January 8th was the deadline for comments about the Biden Administration’s 301 Investigation of Nicaragua’s Labor Rights, Human Rights, and the Rule of Law. USFIA was one of the 80 organizations that filed comments with USTR on the economic impact of potential Section 301 tariffs on the U.S. economy; on whether USTR’s investigation would achieve its stated objectives; and on the legal appropriateness of utilizing Section 301 to redress USTR’s worthy objectives.
Here's the summary from our comments:
USFIA strongly condemns the ongoing violations of labor rights and human rights in Nicaragua, and strongly condemns the erosion of the rule of law within the country. As it conducts a Section 301 investigation into the activities of the Government of Nicaragua, USFIA would urge USTR to understand the importance of an integrated Central America textile and apparel supply chain – a supply chain that is important to the health of the U.S. textile and apparel sectors. USFIA would also urge USTR to consider whether tariffs on Nicaraguan-origin apparel would punish the Ortega regime or, in fact, would have the opposite effect of weakening independent institutions within the country. Finally, USFIA would urge USTR to consider whether other statutory authorities would be more appropriate and effective at promoting change for the people of Nicaragua.
The comments filed by other groups paint a picture of the main question facing USTR: Will this investigation target the CAFTA textiles and apparel supply chain?
Here are some of the industry highlights.
Gildan says they are likely “the largest apparel producer in the Western Hemisphere.” In their comments they highlight that Nicaragua is the primary sewing location within their CAFTA-DR regional supply chain. They point out that there is uncertainty that other CAFTA-DR countries could “absorb the repositioning of apparel production presently in Nicaragua.” Gildan has invested heavily in yarn spinning in Nicaragua, which consumes “exclusively U.S.-spun yarns made from U.S.-grown cotton.”
Miliken Textiles is the largest domestic textile manufacturer in the United States. They are concerned about Chinese investment in Nicaragua.
The Chinese-owned and Chinese-invested companies in Nicaragua are operating both at the behest and with the endorsement of Nicaraguan authorities. Based on our analysis of margins and raw material costs, we suspect many of these companies are purposely operating at a loss to deliberately harm US industry, thereby eliminating competition from US companies.
They recommend tariffs on Nicaraguan apparel and textile products:
When imposing remedies at the conclusion of this Investigation, we believe the President should consider imposing tariffs on Nicaraguan imports to the US, specifically on textiles and apparel products.

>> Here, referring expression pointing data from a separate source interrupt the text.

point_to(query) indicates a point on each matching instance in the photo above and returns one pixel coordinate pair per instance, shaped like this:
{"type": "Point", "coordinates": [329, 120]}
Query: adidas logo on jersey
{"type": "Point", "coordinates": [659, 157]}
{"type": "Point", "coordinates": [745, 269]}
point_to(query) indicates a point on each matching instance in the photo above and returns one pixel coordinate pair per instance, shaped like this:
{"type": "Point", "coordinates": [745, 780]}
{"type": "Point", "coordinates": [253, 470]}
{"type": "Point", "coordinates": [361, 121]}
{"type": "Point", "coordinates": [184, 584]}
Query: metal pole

NCTO provided substantial comments and recommended six steps that the Administration should take, including tariffs against products that do not meet the CAFTA rule of origin. This is a bit surprising, since, as USFIA members know, there are many CAFTA products that do not claim, or qualify for, duty-free treatment but still use U.S.-made yarns and fabrics.
1. Take aggressive action on Nicaragua and its government;
2. Protect CAFTA-DR duty-free qualifies goods from Nicaragua that contain U.S. and regional inputs so as to not create economic harm more broadly;
3. Forcefully sanction or tariff CAFTA non-qualified textile and apparel goods from Nicaragua;
4. Sanction/embargo all Chinese owned textile and apparel investment; and
5. Create a substantive enforcement mechanism that requires a “blacklist” of all companies who are found to be cheating textile/apparel enforcement and/or facilitating labor and human rights abuses.

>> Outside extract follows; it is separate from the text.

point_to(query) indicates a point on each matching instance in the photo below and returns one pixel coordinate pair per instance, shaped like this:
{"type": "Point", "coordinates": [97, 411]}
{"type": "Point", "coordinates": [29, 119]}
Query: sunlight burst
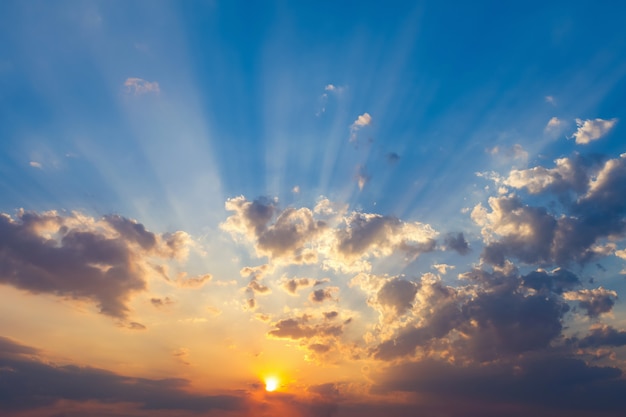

6. Immediately close the Section 321 de minimis tariff loophole that allows imports to bypass current and future enforcement actions. Unless de minimis is addressed, any trade actions against Nicaragua will be ineffective.
The Nicaragua Solidarity Coalition points out that USTR’s 2023 and 2024 Special 301 Report made no references to “unreasonable or discriminatory foreign government practices that burden or restrict U.S. commerce” in Nicaragua.

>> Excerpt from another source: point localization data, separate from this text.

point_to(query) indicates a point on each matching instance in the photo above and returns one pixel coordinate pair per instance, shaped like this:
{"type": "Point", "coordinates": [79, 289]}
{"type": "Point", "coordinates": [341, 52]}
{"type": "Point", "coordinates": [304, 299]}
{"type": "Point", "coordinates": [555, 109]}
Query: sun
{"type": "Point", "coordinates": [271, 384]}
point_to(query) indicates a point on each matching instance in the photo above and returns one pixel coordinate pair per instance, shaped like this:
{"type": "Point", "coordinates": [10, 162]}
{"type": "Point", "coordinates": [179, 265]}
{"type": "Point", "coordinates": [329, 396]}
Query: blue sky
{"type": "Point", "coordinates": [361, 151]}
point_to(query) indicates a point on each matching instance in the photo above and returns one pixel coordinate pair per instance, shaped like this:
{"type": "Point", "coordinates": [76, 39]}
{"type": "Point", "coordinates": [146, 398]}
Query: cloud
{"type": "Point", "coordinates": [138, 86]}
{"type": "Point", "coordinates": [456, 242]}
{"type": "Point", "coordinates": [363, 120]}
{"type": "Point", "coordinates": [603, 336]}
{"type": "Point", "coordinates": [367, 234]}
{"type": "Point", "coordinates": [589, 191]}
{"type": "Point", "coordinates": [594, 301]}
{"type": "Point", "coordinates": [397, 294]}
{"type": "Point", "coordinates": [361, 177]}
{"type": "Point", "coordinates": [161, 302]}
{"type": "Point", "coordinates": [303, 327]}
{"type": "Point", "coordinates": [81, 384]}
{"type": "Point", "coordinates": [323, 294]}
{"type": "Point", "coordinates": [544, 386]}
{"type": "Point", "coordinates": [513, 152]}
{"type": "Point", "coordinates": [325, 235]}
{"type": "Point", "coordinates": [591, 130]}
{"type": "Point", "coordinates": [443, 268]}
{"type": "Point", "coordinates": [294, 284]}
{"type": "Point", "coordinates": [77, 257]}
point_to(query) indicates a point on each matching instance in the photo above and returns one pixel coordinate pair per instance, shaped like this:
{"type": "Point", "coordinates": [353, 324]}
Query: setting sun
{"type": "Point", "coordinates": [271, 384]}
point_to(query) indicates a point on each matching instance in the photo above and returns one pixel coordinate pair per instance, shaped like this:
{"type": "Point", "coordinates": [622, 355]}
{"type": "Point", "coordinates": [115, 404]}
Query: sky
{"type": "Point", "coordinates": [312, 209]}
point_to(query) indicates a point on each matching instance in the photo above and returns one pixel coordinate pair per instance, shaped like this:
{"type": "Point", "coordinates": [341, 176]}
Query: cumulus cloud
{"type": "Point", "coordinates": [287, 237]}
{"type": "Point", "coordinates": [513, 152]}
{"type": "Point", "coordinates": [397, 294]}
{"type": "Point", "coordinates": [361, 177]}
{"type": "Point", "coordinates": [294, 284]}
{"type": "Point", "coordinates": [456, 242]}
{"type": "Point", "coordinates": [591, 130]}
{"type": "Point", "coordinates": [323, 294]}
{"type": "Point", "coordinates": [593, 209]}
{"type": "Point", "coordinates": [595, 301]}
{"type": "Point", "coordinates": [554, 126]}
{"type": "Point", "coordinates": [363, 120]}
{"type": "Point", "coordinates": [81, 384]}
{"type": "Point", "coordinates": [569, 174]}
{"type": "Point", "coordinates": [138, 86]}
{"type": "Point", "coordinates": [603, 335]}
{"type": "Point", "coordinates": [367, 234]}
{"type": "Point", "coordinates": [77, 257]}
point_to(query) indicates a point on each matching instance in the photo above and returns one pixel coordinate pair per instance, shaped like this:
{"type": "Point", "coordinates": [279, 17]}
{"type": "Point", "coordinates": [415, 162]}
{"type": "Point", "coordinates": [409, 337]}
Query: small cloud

It is therefore surprising and disturbing that the USTR should suddenly launch an investigation into Nicaragua, given that it was not on its “watch list” of countries and it appears to hold no evidence of problems that would warrant an investigation.
The Coalition also urges USTR to confine its investigation to “trade and business issues of interest to the US” and not stray into “wider political issues relating to Nicaragua.”
Some of the companies supporting the Coalition are:
- Apex Mills
- Coalition for Apparel Supply Chain Resiliency in Central America
- Cupid Nicaragua
- Darlington Fabrics
- Hornwood, Inc.
- McComb Industries
Council of the Americas (COA)took a strong position to eliminate CAFTA benefits for Nicaragua. COA writes:
It is unseemly that the United States would maintain free trade privileges with Nicaragua. For that’s at bottom what a free trade agreement is: privileged economic status with the United States. And by maintaining such privileges for dictatorial, oppressive Nicaragua, the United States undermines the most basic philosophical underpinnings of bipartisan US trade policy.